The trouble is that unlike technology, your body isn’t something you “interface” with in the first place. You’re not a little homunculus “in” your body, “driving” it around, looking out Terminator-style “through” your eyes. Your body isn’t a tool for delivering your experience: it is your experience. Merging the body with a technological control surface doesn’t magically transform the act of manipulating that surface into bodily experience. I’m not a cyborg (yet) so I can’t be sure, but I suspect the effect is more the opposite: alienating you from the direct bodily experiences you already have by turning them into technological interfaces to be manipulated.
It’s an excellent essay. I especially like the distinction between Ready-at-hand and Present-at-hand technologies, and how our bodies shouldn’t become marionettes to technology.
Ivan Hewett did a write-up on some very interesting neuroscience research in Why your brain loves music:
When [participants] were willing to pay [for a song] there [was] a strong correlation with one brain region in particular, called the nucleus accumbens. This is the area responsible for the sensation of “pleasant surprise”.
It might seem surprising that people should enjoy having their expectations contradicted. But these results only reveal the physical basis for something we’ve known about for centuries. In the ancient world, teachers of rhetoric knew that one way to hold people’s attention was to set up expectations and then deny them.

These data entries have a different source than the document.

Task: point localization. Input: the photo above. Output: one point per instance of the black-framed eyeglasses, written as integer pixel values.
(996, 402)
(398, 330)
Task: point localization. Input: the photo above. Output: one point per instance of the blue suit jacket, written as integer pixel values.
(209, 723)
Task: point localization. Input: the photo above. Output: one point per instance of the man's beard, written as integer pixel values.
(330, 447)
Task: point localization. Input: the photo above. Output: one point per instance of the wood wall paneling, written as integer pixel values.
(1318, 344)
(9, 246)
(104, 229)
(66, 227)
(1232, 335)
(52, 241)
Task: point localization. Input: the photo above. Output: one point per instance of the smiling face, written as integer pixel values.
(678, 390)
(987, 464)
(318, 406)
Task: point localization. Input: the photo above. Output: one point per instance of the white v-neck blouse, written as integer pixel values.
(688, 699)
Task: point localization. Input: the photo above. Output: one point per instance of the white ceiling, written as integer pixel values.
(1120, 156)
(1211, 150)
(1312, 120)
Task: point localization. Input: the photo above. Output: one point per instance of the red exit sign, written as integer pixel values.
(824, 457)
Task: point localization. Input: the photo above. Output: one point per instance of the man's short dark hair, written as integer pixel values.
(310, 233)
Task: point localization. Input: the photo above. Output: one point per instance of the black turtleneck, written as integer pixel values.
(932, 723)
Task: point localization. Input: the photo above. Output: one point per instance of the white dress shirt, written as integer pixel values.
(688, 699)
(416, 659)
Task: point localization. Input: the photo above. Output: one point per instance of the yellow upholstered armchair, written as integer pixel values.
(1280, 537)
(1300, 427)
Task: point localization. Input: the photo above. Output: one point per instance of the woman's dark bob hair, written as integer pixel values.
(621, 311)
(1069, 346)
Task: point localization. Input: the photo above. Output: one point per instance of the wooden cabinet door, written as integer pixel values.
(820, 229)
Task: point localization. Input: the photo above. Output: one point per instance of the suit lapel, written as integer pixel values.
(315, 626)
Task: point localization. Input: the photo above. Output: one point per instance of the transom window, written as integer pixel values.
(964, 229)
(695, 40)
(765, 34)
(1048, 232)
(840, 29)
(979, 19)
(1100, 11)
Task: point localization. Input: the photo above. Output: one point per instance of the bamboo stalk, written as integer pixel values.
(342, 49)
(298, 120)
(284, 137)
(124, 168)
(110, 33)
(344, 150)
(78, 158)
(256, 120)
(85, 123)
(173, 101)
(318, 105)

“Pleasant surprise”. That does explain a lot. As a high school student with very limited budget, buying a CD was a huge deal, so I didn’t want to waste the opportunity when it did come along. One of my biggest criteria for buying a CD was this: “Will I be ok if this is the only album I can take with me to a deserted island?” The ability to listen to a CD over and over was a strong requirement to make the purchase worthwhile.
Anecdotally I can confirm that the albums I did end up listening to a hundred times over were the ones that were surprising in just the right ways. They were just pushing the boundaries of the sounds I was used to and expected to like. Pink Floyd’s The Division Bell immediately comes to mind as an example of this. It’s probably the same reason we like movies with a strong twist. Even though we’re technically being lied to for most of the movie, we kind of like it. As 17th century English philosopher Francis Bacon said: “There is pleasure even in being deceived.”